Published: 01 September 2017


The MERP community of researchers and stakeholders encompasses an impressive range of knowledge and understanding of the UK’s marine ecosystems. To address many of the more ecological questions that interest us, we tend to apply this knowledge via a range of scientific and technical routes, typically using some combination of theory and data, statistical and mathematical modelling, observation and experiment.

However, as we venture into more complex questions, particularly those questions which combine ecological systems with the social and political systems of management, we start to hit limitations in these techniques. An option being explored throughout MERP is to improve our methods to handle more complex cases and to complement this, we can also think about drawing on our community’s knowledge and understanding in less orthodox ways. This is something we are exploring in our 'Cumulative Effects' work in Work Package 3, where we are trying to understand the effects of multiple management options on multiple indicators of ecosystem state.
 
Part of the challenge here is to re-cast ecological questions in terms that have more immediate management relevance. We are doing this by focusing on well-established indicators of ecosystem state, already been adopted by organisations, such as OSPAR, which can be derived from the ecological data we have been collating within MERP’s Work Package 1, such as abundance and body size. We then think about responses of these indicators to a range of possible impacts, adopting methods used in risk assessment to create chains of impact from causes (‘hazards’) to consequences (ecological effects), describing how these will be affected by preventative or mitigating management actions.

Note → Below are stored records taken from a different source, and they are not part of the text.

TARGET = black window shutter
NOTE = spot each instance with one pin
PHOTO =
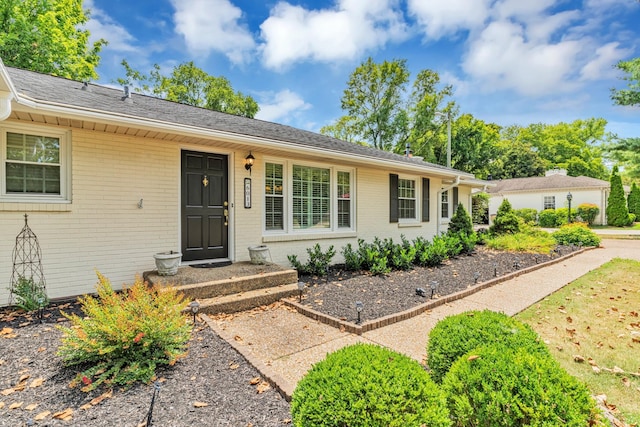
(425, 199)
(393, 197)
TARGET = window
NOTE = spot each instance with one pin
(445, 204)
(274, 199)
(321, 199)
(344, 199)
(34, 166)
(406, 199)
(549, 202)
(311, 198)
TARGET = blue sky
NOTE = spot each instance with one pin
(509, 61)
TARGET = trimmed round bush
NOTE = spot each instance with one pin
(547, 218)
(575, 234)
(498, 385)
(367, 385)
(454, 336)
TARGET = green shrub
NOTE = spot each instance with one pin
(124, 336)
(506, 221)
(318, 263)
(633, 200)
(562, 216)
(456, 335)
(575, 234)
(547, 218)
(528, 215)
(460, 222)
(29, 295)
(498, 385)
(617, 210)
(369, 386)
(588, 212)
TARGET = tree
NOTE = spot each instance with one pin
(191, 85)
(617, 211)
(630, 96)
(627, 152)
(374, 99)
(47, 37)
(516, 160)
(633, 201)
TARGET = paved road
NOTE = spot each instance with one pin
(283, 344)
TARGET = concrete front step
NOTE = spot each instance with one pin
(237, 285)
(247, 300)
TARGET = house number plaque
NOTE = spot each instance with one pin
(247, 193)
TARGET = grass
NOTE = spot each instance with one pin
(596, 318)
(536, 242)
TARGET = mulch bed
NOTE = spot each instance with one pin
(213, 385)
(337, 293)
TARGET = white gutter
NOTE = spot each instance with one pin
(439, 202)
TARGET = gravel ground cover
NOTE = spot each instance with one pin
(212, 386)
(337, 293)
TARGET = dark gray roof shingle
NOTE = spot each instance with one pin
(50, 89)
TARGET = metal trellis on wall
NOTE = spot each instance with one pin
(27, 260)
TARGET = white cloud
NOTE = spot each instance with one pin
(280, 105)
(601, 66)
(502, 58)
(213, 25)
(445, 17)
(102, 26)
(293, 33)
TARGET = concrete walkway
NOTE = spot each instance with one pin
(283, 345)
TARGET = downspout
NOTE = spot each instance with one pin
(439, 202)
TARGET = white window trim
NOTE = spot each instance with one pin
(287, 166)
(65, 164)
(417, 198)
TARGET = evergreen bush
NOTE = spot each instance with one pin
(365, 385)
(576, 233)
(617, 210)
(588, 212)
(547, 218)
(499, 385)
(123, 337)
(506, 221)
(456, 335)
(460, 222)
(528, 215)
(633, 200)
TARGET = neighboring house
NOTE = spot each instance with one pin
(109, 178)
(550, 192)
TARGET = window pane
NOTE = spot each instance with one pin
(311, 197)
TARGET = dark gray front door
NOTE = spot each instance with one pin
(205, 207)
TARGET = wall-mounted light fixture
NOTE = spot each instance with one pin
(248, 162)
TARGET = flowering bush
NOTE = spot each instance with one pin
(124, 336)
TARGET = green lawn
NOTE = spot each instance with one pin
(592, 327)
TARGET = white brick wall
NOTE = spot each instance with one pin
(103, 229)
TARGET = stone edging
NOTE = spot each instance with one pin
(271, 376)
(419, 309)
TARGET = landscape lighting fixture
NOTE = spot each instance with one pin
(248, 162)
(194, 306)
(433, 285)
(359, 308)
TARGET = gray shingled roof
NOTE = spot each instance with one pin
(551, 182)
(50, 89)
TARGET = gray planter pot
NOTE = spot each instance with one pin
(167, 263)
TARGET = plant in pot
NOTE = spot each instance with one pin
(167, 262)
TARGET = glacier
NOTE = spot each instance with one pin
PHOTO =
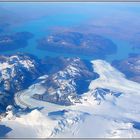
(110, 109)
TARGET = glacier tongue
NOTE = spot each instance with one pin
(117, 114)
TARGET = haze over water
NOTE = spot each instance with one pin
(116, 21)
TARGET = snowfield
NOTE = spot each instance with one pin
(111, 114)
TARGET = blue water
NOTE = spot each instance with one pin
(43, 26)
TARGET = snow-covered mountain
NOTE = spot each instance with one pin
(110, 108)
(17, 72)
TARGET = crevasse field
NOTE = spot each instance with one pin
(69, 70)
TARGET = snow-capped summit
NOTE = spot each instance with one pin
(17, 72)
(65, 86)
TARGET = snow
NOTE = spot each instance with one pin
(112, 117)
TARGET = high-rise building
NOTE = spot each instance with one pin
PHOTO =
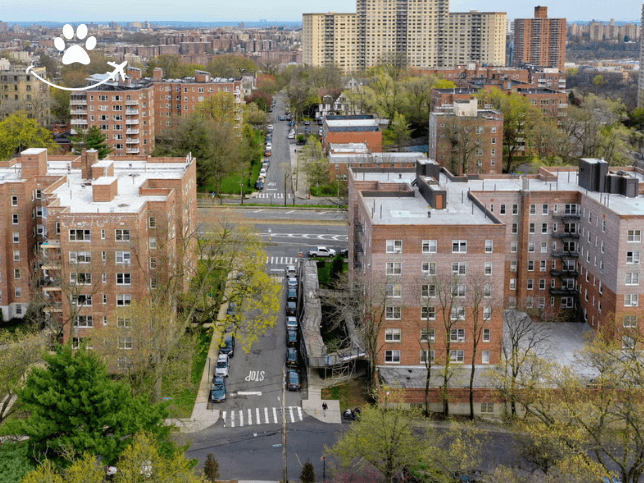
(419, 33)
(540, 40)
(640, 86)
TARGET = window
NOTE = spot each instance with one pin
(392, 335)
(394, 246)
(125, 342)
(424, 354)
(123, 300)
(85, 321)
(428, 268)
(630, 321)
(394, 268)
(457, 335)
(393, 289)
(429, 246)
(428, 290)
(392, 313)
(487, 408)
(81, 278)
(458, 268)
(633, 278)
(392, 357)
(457, 356)
(123, 279)
(428, 335)
(124, 258)
(80, 235)
(459, 246)
(122, 235)
(458, 313)
(631, 300)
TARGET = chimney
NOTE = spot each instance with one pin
(157, 74)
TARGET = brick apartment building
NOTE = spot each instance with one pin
(566, 242)
(133, 111)
(466, 139)
(352, 129)
(95, 234)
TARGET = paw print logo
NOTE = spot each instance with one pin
(75, 53)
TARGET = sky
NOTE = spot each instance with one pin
(282, 10)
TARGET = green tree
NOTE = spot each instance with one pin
(93, 139)
(73, 405)
(211, 468)
(383, 438)
(308, 473)
(18, 132)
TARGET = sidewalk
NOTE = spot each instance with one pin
(313, 405)
(202, 417)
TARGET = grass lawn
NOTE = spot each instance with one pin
(182, 403)
(351, 394)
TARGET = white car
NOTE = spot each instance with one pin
(223, 365)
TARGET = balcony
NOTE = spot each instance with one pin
(565, 234)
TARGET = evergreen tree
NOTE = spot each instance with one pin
(308, 473)
(211, 469)
(93, 139)
(74, 405)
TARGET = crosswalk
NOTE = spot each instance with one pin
(257, 416)
(280, 260)
(275, 195)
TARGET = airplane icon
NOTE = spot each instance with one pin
(118, 70)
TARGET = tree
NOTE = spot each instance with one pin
(382, 438)
(73, 405)
(18, 132)
(308, 473)
(145, 461)
(19, 352)
(93, 138)
(211, 468)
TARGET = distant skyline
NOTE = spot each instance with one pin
(284, 10)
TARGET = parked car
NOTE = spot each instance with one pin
(322, 252)
(291, 323)
(223, 365)
(293, 380)
(227, 346)
(290, 308)
(291, 357)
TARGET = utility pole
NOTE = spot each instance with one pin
(284, 425)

Tracing how these chains of impact interact i.e. how multiple impacts and managment actions combine to affect ecosystem indicators, benefits from data but often we lack appropriate data to fully quantify the network models we are building. Fortunately, the methods we employ are flexible and allow us to incorporate more qualitative information, including the subjective expert judgements of the MERP researcher and stakeholder communities, regarding the likely form of individual relationships and their interactions.
 
At present, we are busy preparing for our first major stakeholder workshop to apply these methods to our Cardigan Bay case study. Working with our stakeholders we will use this to test and refine methods, which in turn will help us to incorporate expert knowledge into our models of the ecological and management system, and explore how we can effectively communicate the outputs of these models in a form that is useful to decision makers. Building on ongoing work on expert elicitation and effective visual communication of complex model ouputs within MERP, we will be able to help with the challenging task of assessing the cumulative effects of mutliple impacts and management actions on our marine ecosystems.